Boris Brezillon
February 23, 2023
Reading time:
As fate would have it, a new DRM driver for recent Mali GPUs was submitted earlier this month. This is a bit of an oddity in the DRM subsystem world, where support for new hardware is usually added to GPU drivers supporting previous hardware generations. So let's have a look at why this was done differently this time, and the challenges to come to get this new driver merged.
Version 10 of the Mali architecture (second iteration of Valhall GPUs) introduced a major change in how jobs and their parameters are passed to the GPU. Arm replaced the Job Manager (JM) block by a Command Stream Frontend (CSF). As the new name implies, CSF hardware is introducing a command stream based solution to update the pipeline state and submit GPU jobs, thus avoiding re-allocation of relatively big pipeline state structures when only a single parameter of the pipeline changes between two job submissions. Nothing really new here, other GPU vendors have been using this command stream based submission pattern for years now, and Arm is just catching up here.
We won't give a detailed overview of how CSF works, but it is worth noting that the CSF frontend has a dedicated instruction set, and a bunch of registers to pass data around or keep internal states. There are instructions to submit jobs (compute, tiling and fragment jobs), and others to do more trivial stuff, like read/write memory, wait for job completion, wait for fences, jump/branch... That alone means we have to provide CSF-specific handling in Mesa to deal with the command stream emission and submission. If CSF was just about moving away from a descriptor based job submission approach, we could get away with a minimal amount of kernel changes and squash CSF support to the existing kernel driver.
But here comes the second major change brought by CSF hardware: firmware-assisted scheduling. The GPU not only embeds its unified shader cores (used to execute shader code) and the Command Execution Unit (the block processing the CSF instructions), it also has a Cortex-M7 microcontroller in front, that is here to do some high level queue scheduling. Before we get into that, let's take a step back, and explain how job scheduling is done in the Panfrost driver.
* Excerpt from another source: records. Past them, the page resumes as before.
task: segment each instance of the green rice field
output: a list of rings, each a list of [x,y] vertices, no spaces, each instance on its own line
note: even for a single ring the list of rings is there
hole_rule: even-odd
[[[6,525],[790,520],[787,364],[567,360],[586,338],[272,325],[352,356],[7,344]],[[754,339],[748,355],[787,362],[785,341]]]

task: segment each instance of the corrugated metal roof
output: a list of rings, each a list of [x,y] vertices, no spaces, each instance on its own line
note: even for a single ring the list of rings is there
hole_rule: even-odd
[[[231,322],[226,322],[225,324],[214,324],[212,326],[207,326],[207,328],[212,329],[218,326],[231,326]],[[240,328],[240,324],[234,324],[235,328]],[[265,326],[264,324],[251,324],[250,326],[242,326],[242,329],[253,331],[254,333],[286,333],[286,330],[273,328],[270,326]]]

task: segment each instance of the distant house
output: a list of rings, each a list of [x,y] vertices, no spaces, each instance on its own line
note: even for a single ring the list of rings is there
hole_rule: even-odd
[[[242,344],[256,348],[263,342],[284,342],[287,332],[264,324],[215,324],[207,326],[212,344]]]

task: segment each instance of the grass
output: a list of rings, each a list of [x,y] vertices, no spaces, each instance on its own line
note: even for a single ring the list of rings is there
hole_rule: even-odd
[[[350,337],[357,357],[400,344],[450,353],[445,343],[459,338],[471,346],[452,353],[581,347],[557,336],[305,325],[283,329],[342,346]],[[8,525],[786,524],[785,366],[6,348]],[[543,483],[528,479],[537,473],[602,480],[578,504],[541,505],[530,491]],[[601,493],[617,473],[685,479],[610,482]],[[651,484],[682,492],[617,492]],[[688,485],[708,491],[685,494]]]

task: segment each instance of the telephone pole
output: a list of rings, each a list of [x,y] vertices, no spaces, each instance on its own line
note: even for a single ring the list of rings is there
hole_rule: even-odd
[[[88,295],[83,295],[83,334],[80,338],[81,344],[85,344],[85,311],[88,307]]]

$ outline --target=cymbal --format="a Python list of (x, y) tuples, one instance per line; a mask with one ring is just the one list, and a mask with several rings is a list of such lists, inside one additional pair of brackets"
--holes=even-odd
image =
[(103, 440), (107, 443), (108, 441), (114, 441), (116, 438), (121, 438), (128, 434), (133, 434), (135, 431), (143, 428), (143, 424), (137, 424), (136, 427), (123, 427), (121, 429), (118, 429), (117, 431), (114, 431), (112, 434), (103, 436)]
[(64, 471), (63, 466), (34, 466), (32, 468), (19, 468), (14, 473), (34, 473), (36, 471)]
Panfrost uses the drm_sched framework to deal with job scheduling. This framework is based on the concept of hardware queues (represented by drm_gpu_scheduler), which are processing jobs in order and have a predefined amount of job slots available. These hardware queues are fed by a software scheduler taking jobs from higher level scheduling entities represented by drm_sched_entity. To keep things simple, let's assume these scheduling entities are backing VkQueue or GL context objects, which end up being passed render/compute jobs to [execute]1.
Unlike the hardware queue model, where operations are submitted to hardware queues at the job granularity, modern GPUs have been moving to firmware-assisted scheduling. In this new model, an intermediate micro-controller is taking high-level queue objects containing a stream of instructions to execute (the job submissions being encoded in the command stream) and scheduling these high-level queues. The following diagram describes the Mali CSF scheduling model. But other GPU vendors have pretty similar scheduling schemes, with different naming for their scheduling entities, and probably different ways of passing those scheduling entities around.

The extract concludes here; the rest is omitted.